Michail Viktorovich Norkin
Institute of Mathematics, Mechanics, and Computer Science named after of I.I. Vorovich
Research interests - interaction of solid bodies with liquid; cavitation; tasks of hydrodynamics of ideal liquid with free borders; the mixed tasks of mathematical physics and hydrodynamics. Most scientific papers devoted to the study of the problem of the separation of liquid particles from a solid surface by sharply unsteady interaction of solids with a liquid (impact, acceleration, braking). Effective analytical methods of the solution of flat and three-dimensional problems of hydrodynamic impact in the areas of a difficult geometric configuration are developed (both the continuous impact, and impact with a separation is studied). In particular, the direct asymptotic method based on the assumption that walls of the pool are removed from a floating body on long distances is offered. Application of a method of the nonlinear boundary integrated equations like Gammerstein to flat and spatial tasks of hydrodynamic impact with unknown a priori by areas of contact is this.

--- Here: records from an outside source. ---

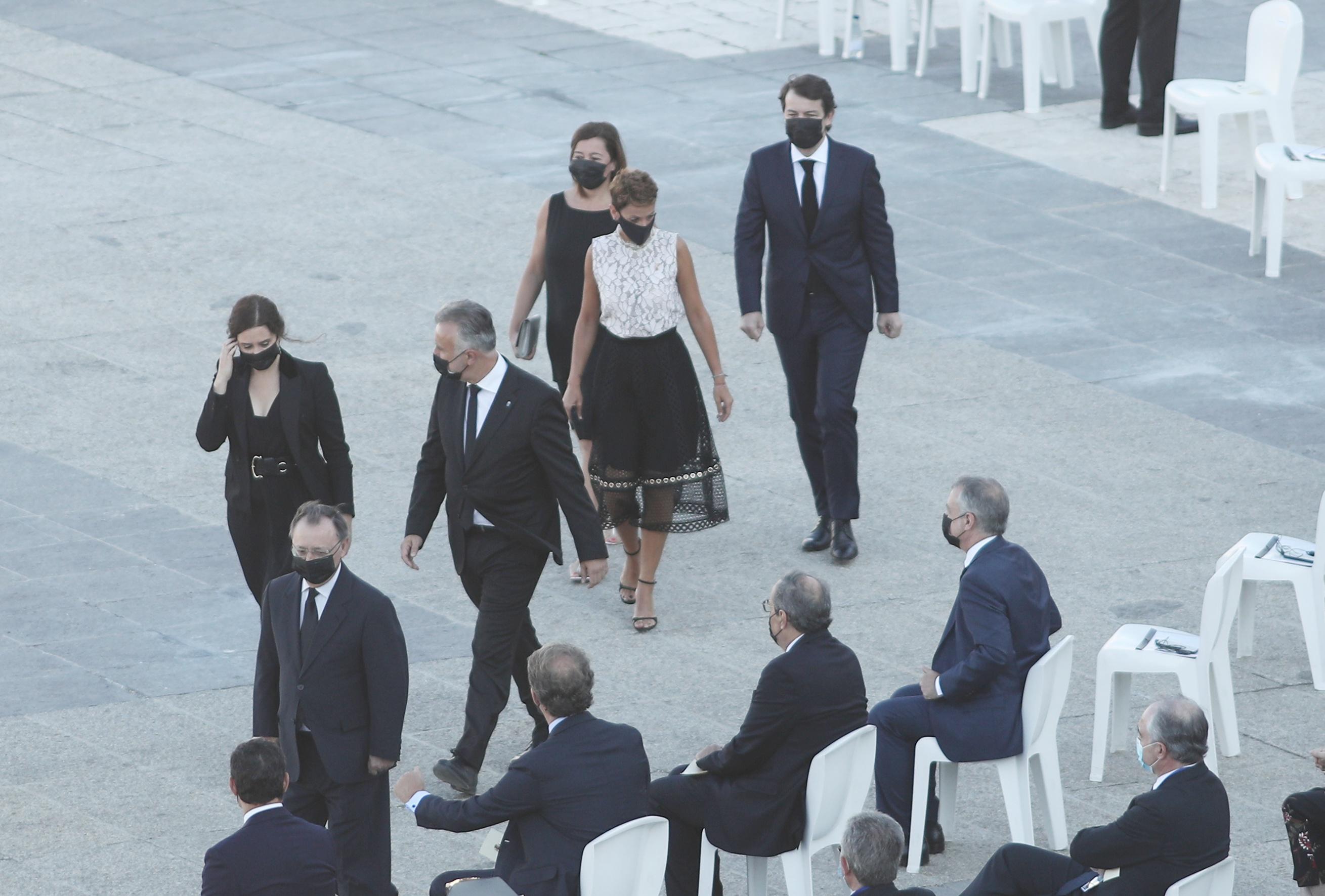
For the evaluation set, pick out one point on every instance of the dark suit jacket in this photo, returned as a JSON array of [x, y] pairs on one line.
[[275, 854], [851, 248], [585, 780], [1165, 835], [353, 685], [998, 629], [519, 469], [807, 698], [311, 416]]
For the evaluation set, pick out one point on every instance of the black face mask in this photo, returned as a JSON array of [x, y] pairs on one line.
[[444, 367], [636, 233], [805, 133], [316, 571], [262, 361], [589, 174], [948, 532]]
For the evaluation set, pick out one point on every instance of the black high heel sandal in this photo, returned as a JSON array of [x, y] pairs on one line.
[[638, 620], [628, 588]]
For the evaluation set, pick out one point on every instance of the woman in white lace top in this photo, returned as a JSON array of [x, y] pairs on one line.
[[655, 468]]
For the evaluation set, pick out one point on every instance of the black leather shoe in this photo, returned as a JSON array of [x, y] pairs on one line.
[[934, 841], [457, 775], [843, 542], [1127, 118], [821, 537], [1180, 126]]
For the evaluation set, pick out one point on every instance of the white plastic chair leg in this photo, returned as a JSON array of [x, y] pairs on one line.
[[1033, 59], [1209, 161]]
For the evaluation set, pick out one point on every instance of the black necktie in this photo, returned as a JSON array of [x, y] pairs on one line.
[[808, 196], [311, 624]]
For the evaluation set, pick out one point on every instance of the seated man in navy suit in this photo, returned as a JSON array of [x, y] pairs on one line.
[[275, 854], [585, 780], [1173, 830], [972, 698], [871, 854]]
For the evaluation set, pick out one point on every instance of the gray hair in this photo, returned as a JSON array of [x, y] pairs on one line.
[[315, 513], [872, 846], [562, 678], [1180, 725], [474, 325], [985, 500], [805, 600]]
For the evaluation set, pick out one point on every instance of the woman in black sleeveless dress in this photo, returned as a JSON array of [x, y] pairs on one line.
[[568, 224], [276, 412]]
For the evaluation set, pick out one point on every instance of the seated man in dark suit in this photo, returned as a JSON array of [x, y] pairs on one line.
[[1173, 830], [585, 780], [871, 854], [752, 796], [275, 854], [972, 699]]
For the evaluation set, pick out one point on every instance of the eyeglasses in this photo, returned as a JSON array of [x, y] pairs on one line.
[[315, 554]]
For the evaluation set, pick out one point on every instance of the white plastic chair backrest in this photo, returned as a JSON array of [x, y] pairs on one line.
[[1275, 47], [1215, 880], [1221, 603], [627, 861], [1046, 691], [839, 777]]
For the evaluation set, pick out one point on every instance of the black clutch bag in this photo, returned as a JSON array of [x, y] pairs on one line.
[[527, 340]]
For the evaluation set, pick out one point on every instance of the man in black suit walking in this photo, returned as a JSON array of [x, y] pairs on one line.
[[332, 683], [499, 453], [585, 780], [830, 265], [1173, 830], [970, 699], [752, 798], [273, 854]]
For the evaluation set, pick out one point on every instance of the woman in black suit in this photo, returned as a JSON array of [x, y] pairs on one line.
[[276, 411]]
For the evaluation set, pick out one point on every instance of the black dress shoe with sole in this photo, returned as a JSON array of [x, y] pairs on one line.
[[821, 537], [457, 775], [843, 542]]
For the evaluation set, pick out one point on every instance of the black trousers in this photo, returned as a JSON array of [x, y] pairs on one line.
[[1150, 29], [822, 363], [681, 798], [1020, 870], [358, 816], [500, 576]]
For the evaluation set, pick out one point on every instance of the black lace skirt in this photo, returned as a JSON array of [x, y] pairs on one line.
[[654, 462]]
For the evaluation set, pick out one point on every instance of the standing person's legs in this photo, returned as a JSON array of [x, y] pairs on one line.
[[361, 824], [681, 800], [500, 584], [1159, 43], [842, 347], [1118, 46], [1020, 870], [902, 721]]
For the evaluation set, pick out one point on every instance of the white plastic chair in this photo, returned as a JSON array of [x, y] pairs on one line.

The questions connected with cavitation (formation of cavities) at the initial stage of movement of a solid body in liquid are studied. In a task about detachable impact of the circular cylinder under the free surface of heavy liquid regular asymptotic decisions on small times taking into account dynamics of points of a separation of internal free border of liquid are constructed. It is shown that along with the zone of a separation caused by impact there can be additional cavitational zones caused by the law of movement of the cylinder after impact and physical parameters of a task.